— Это — явный хит, — неохотно признался Джон. — Только все равно… отдает халтурой!
— Почему же?
— Ты скрываешься. Таишься. Какая-то домашняя хозяйка! Какое она имеет отношение к твоей душе? А что там у тебя внутри, неясно. А только это, по-моему, цепляет.
— А твой бульдоляг имеет отношение к твоей душе? — с обидой спросил Пол.
— Нет, — коротко ответил Леннон.
— Значит, не будем записывать?
— Будем. Потому что нет ничего другого…
Пол встал из-за фортепьяно и потянулся, разминая суставы. В лопатках его затрещали свалявшиеся крылья.
— А я тебе давно говорил! Давно предупреждал!
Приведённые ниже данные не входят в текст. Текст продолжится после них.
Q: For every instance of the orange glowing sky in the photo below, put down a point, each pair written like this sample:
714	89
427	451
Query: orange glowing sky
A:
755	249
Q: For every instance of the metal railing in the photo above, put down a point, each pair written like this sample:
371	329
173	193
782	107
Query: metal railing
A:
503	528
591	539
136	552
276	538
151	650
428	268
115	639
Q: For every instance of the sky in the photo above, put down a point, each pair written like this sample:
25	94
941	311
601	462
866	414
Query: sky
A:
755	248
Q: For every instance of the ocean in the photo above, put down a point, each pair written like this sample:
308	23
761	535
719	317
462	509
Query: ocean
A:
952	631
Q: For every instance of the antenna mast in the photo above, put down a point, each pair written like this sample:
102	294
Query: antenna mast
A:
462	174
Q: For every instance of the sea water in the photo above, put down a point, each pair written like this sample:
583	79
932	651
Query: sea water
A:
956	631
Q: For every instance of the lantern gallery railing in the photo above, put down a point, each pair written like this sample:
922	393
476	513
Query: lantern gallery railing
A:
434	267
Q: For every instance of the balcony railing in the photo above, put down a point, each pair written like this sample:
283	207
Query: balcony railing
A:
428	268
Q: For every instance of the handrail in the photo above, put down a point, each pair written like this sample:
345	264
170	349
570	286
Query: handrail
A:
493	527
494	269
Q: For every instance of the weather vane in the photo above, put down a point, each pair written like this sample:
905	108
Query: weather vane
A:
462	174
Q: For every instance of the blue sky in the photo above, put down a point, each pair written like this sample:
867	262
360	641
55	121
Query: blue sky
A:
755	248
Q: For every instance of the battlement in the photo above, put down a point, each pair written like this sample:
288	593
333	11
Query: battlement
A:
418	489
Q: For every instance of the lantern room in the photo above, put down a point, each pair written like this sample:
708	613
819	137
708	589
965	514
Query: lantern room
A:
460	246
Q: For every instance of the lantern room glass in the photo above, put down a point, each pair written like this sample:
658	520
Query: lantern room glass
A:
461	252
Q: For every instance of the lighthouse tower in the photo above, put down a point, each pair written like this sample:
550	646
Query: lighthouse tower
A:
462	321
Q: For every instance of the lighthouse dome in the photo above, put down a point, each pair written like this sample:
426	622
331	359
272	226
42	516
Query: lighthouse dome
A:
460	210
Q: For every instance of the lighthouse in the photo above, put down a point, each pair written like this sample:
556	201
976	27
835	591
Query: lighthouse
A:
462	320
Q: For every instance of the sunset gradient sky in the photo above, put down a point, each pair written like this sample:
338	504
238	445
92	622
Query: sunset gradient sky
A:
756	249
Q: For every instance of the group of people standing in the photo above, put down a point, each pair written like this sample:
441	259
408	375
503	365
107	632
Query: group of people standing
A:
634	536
— Что ты говорил? — окрысился Джон.
— А то. Нужны новые формы! Мы давно выросли из трусов милой песенки! Куплет, припев, куплет, проигрыш. Сколько можно? С самоката нужно пересаживаться хотя бы на велосипед!
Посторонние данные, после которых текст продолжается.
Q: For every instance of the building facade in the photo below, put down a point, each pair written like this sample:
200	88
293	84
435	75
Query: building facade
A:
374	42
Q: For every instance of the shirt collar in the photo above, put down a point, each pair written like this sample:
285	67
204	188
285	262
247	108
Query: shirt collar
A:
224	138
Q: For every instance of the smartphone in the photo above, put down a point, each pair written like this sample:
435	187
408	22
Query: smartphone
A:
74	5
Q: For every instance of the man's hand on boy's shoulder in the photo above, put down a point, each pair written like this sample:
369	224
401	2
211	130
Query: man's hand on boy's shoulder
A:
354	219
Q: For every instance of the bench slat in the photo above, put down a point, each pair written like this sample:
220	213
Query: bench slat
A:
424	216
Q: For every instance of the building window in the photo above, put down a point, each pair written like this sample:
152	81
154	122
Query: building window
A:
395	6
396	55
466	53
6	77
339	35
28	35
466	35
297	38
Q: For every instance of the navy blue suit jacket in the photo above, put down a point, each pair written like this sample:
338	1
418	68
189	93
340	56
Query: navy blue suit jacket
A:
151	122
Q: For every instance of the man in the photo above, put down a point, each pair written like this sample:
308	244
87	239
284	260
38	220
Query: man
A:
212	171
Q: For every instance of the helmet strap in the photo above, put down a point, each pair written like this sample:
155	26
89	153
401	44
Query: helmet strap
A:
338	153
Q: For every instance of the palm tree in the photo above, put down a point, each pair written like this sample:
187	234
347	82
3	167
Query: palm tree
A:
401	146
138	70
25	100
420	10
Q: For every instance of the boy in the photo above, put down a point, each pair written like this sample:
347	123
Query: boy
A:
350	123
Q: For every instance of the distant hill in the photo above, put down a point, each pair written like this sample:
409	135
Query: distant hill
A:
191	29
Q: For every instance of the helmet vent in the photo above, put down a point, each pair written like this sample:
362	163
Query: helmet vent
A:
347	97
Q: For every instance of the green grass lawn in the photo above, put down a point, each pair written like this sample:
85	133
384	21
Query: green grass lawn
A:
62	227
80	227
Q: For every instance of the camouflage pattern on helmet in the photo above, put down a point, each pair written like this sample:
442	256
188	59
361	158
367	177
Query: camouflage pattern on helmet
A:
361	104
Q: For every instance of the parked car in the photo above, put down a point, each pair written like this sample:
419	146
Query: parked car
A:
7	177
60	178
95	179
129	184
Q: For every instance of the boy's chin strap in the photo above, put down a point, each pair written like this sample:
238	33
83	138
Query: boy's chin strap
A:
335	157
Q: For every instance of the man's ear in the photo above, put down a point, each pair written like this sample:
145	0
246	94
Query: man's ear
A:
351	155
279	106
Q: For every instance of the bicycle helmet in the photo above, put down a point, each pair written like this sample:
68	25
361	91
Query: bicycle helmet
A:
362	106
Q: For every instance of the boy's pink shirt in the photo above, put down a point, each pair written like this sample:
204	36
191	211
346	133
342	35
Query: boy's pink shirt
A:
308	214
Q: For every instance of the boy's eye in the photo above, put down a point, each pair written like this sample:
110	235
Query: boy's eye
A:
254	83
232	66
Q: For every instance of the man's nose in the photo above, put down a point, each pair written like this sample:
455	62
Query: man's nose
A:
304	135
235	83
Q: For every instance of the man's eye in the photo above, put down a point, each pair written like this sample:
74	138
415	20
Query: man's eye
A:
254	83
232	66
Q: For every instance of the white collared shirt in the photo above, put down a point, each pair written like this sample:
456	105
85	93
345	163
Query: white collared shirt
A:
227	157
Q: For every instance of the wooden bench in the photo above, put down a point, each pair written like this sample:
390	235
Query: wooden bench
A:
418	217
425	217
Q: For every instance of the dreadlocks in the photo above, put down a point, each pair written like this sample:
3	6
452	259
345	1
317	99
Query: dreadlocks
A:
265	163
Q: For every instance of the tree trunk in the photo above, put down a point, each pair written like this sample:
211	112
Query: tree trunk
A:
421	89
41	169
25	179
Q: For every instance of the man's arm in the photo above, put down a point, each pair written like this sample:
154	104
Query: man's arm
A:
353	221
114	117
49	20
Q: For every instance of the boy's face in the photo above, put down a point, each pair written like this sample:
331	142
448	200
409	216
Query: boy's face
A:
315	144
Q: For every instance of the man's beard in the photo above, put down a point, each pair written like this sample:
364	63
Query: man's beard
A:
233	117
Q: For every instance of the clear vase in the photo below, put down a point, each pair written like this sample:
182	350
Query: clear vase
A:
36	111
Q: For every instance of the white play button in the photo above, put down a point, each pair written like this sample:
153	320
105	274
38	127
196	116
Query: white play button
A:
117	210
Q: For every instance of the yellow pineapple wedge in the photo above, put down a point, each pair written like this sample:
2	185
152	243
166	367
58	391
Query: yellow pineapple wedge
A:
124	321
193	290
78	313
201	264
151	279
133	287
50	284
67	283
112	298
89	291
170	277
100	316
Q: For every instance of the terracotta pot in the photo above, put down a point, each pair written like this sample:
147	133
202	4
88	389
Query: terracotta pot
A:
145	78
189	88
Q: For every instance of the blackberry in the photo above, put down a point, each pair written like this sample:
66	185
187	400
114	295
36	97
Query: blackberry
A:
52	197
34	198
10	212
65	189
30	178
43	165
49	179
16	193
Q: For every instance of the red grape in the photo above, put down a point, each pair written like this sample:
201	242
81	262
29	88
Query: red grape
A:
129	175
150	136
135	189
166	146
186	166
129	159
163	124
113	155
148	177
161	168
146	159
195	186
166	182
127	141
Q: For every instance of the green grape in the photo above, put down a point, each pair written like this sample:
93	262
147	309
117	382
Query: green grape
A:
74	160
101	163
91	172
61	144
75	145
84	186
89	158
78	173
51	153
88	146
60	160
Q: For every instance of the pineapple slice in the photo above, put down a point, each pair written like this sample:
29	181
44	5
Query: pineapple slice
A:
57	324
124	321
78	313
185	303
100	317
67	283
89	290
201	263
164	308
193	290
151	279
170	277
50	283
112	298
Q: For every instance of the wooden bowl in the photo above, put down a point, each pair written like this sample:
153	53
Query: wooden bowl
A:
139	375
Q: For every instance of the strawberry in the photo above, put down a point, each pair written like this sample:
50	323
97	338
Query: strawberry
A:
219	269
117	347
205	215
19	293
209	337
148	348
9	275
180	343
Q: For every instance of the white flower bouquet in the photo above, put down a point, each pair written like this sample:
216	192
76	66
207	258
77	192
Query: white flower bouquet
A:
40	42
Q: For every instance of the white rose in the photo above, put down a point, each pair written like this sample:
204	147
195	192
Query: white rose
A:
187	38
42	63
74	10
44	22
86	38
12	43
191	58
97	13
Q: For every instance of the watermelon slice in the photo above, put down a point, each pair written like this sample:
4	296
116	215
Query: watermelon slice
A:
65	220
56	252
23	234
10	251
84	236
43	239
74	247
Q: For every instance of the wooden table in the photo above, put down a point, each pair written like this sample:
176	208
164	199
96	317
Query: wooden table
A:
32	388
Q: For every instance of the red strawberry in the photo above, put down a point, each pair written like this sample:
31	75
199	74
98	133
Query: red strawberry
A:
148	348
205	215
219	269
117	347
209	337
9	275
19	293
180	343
— Для велосипеда нужно иметь хотя бы две ноги, — неопределенно сказал Леннон, устремившись мутным взглядом поверх головы партнера.
— Пойми, от нас все ждут очередного прорыва! Давай напишем оперу.
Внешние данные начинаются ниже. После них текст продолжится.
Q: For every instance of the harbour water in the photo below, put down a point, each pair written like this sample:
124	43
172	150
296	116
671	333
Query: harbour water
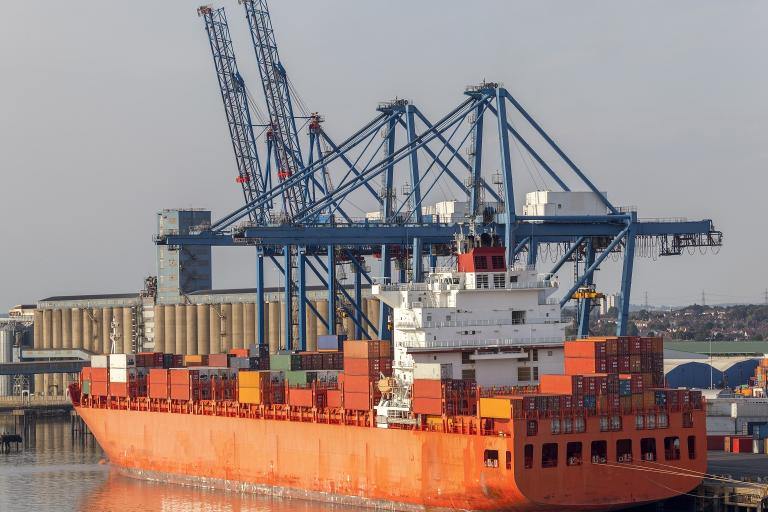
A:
55	470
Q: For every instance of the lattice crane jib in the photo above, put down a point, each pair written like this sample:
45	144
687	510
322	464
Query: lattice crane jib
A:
235	99
277	94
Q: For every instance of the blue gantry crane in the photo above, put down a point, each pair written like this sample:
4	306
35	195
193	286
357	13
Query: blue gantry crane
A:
403	162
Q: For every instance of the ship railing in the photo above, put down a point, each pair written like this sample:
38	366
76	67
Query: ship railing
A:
528	340
476	323
444	287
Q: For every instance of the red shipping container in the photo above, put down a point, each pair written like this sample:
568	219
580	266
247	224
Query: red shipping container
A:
99	388
119	389
423	388
158	383
357	383
357	401
366	349
218	360
580	365
741	444
299	397
716	443
180	392
99	375
334	398
551	383
432	406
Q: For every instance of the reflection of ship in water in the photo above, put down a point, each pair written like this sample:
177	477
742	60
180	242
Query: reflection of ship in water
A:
121	492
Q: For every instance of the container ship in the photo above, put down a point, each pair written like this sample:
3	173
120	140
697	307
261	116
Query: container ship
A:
478	403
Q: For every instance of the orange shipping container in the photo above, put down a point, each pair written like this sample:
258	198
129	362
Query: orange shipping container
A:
560	384
580	365
366	349
158	383
334	398
180	392
298	397
357	401
357	384
423	388
432	406
100	375
99	388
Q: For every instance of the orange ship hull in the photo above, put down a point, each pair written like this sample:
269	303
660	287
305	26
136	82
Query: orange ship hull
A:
398	469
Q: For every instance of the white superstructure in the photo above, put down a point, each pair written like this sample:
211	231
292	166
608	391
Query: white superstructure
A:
479	320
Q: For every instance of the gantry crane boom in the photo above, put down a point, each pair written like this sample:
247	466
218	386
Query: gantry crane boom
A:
283	132
235	98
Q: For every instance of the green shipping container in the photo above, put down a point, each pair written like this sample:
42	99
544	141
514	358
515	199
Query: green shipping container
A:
300	377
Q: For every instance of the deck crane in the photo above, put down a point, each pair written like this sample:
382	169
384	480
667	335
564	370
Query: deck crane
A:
282	132
235	99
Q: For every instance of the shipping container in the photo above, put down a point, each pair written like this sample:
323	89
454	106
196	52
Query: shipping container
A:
498	408
369	367
427	388
220	360
432	406
357	401
99	361
366	349
158	383
334	398
300	397
122	360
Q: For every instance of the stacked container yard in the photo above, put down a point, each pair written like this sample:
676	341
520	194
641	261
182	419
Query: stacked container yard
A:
364	363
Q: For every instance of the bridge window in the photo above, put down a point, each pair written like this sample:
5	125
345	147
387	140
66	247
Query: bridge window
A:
648	449
599	453
573	454
672	448
528	456
549	455
624	451
491	458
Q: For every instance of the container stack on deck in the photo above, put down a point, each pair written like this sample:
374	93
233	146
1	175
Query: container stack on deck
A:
364	363
603	376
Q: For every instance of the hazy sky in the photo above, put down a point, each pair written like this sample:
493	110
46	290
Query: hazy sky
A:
110	112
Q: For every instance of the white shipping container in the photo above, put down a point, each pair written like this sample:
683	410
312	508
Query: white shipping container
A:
427	371
99	362
122	374
122	361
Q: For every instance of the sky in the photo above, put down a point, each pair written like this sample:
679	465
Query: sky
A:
110	112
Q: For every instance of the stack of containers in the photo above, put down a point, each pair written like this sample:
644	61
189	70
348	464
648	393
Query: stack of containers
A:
364	362
631	367
159	383
184	384
85	380
330	342
261	387
123	375
761	373
434	394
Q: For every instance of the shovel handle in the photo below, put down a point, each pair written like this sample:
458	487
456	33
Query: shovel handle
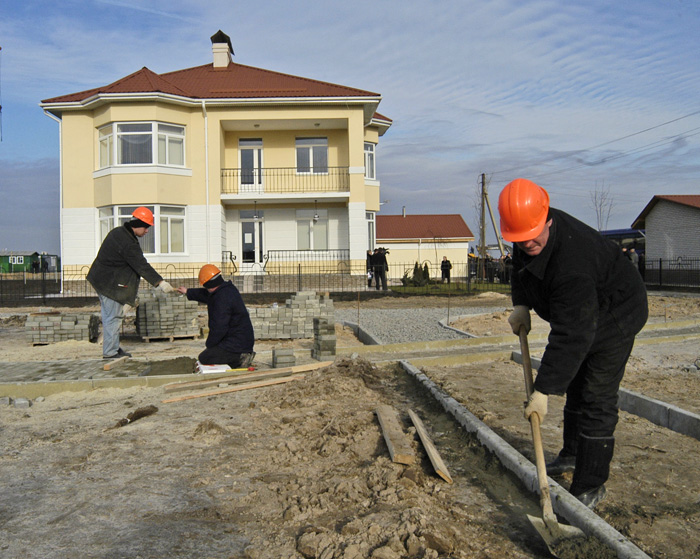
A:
545	498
— Чего? — промычал Леннон, хлопая ресницами.
— Ну, мюзикл, на худой конец! Что ты кипятишься? — потерял терпение Пол. — Я же не заставляю тебя играть Равеля!
— Спасибо, брат! Спасибо, что этого еврея ты оставил при себе!
— Заткнись! — почти ласково сказал Маккартни.
— Это ты заткнись, Пол! Ты заткнись! — заорал Леннон с неожиданной страстью. — Не Равель нужен, не Бах или другой гнойный пидор! Нужно наше время и наши проблемы! Несчастная душа человеческая, которую измудохали эти подонки, — политики и военные!
— Хорошо, хорошо, — пошел на попятный Пол, потому что больше всего в жизни опасался скандалов и драк. — Пропусти Равеля через электричество, и я соглашусь!
— Не буду я пропускать Равеля через электричество! — нахохлился Джон. — Я лучше городской фольклор пропущу через электричество!
— Городской фольклор!.. Ты и такие слова знаешь? Не ожидал!
Маккартни взял в руки четырехструнный «Хофнер» и начал настраивать его, чтобы успокоиться и прекратить ненужный разговор, который лично ему грозил только одним — ударом в челюсть.
Однако до бокса дело не дошло. Джон вдруг интимно положил свою голову на плечо партнеру и сладко прошептал:
— А скажи мне, Полли, только искренно! Сколько тактов из Стравинского или Равеля ты запомнил при первом прослушивании?
Маккартни хмыкнул и решил не врать.
— То-то и оно. Здесь и зарыта бабушка, как говорил один внучок. Я не могу их слушать. Скучно! Музыка для критиков. И нужно быть величайшим мотом, чтобы в угоду консерваторским придуркам сделать из рок-н-ролла песок!
— Да не собираюсь я делать никакого песка! — начал оправдываться Маккартни.